Le Milan, clairement c’est la défaite qui fait le plus mal de la saison. 6ème défaite déjà ! C’est simple, Milan a perdu la moitié de ces matchs en championnat. Le pire début de saison de son histoire. Milan lors de la saison 1981-1982 avait été autant catastrophique niveau comptable, 14 points après 12 journées aussi…et était descendu en Serie B pour la unique fois de son histoire. Du coup, Galliani a ouvertement dit pour la première fois de la saison, que Allegri était menacé. A la suite d’une réunion de crise avec Berlusconi, finalement Allegri a été confirmé. Mais, comme l’a dit Galliani lui même, « la confiance n’est pas éternelle… ». Autant le dire, prochaine défaite, Allegri saute. Manque de bol, le calendrier est terrible pour le coach du Milan. Déplacement chez le 3ème, Naples, réception du leader, la Juventus…le tout avec une qualification en jeu en C1 à Anderlecht et la venue du Zenith à San Siro…on voit mal comment Allegri pourrait sauver sa peau, pour une saison qui s’annonce, encore plus difficile que ce que l’on pouvait penser pour le Milan.

Le derby de Roma, ah, quel match ! Une pluie torrentielle durant le match, faisant penser un moment, qu’il serait difficile de voir ce match aller à son terme. Du jeu, des buts, du spectacle, de la tension, du chambrage entre les tifosi, deux rouges…bref, un vrai derby !
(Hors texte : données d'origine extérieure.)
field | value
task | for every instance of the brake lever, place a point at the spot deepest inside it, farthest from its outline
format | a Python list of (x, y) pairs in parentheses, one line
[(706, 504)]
La Lazio, se relance magnifiquement, après avoir touché le fond à Catania la semaine dernière (défaite 4-0). Victoire 3-2 pour ce derby tant attendu chaque année à Rome.

Après avoir très mal commencé ce derby (ouverture du score de Lamela, probablement grâce à une faute de Burdisso sur l’action de ce but), la Lazio s’est peu à peu remise dans le match. D’abord grâce à un missile de Candreva sur coup-franc (et une grosse faute de main du portier remplaçant de la Roma) puis grâce à une frappe ratée de ce Hernanès, ce fabuleux renard des surfaces, Klose, a donné l’avantage à la Lazio peu avant la pause. La Roma a confirmé ce que l’on pensait d’elle. Une équipe sans défense, tactiquement à la rue. Bref, une équipe très moyenne. Et pour couronner le cauchemar, De Rossi logiquement exclu pour un coup de point à Mauri à la 45ème. Début de la seconde mi-temps, énorme boulette de Piris, qui remet plein axe pour Mauri, qui ne se fait pas prier pour plier le match. 3-1 après 48 minutes. La Roma sauvera l’honneur grâce à  un superbe coup-franc de Pjanic à la 88ème, lobant de 40 mètres Marchetti. La Lazio, 5ème, revient à 5 points de la seconde place. La Roma, tombe à la 7ème place et déjà très loin de la ligue des champions, 9 points de retard sur le 3ème Naples. En conclusion, on s’attendait à un super derby entre deux entraîneurs ayant une vision du jeu très offensive, on n’a pas été déçu et c’est tant mieux !

Pour finir, on retiendra que 3 entraineurs sont très menacés : Ferrara confirmé avec la Smapdoria, à la suite de la 7ème défaite de suite contre Palerme qui peut souffler (grâce à un doublé de Dybala, 18 ans, promis à un très beau futur). Ferrara jouera sa tête lors du derby contre le Genoa. Pioli, avec Bologne encore battu à Turin, face au Torino. Bologne est 19ème et on ne donne pas cher de la peau de ce coach.  Aucune victoire depuis le 30 septembre. Et puis, bien sûr, Allegri, plus que jamais menacé. Il aura, à priori, une dernière chance à Naples. Vraiment sa dernière.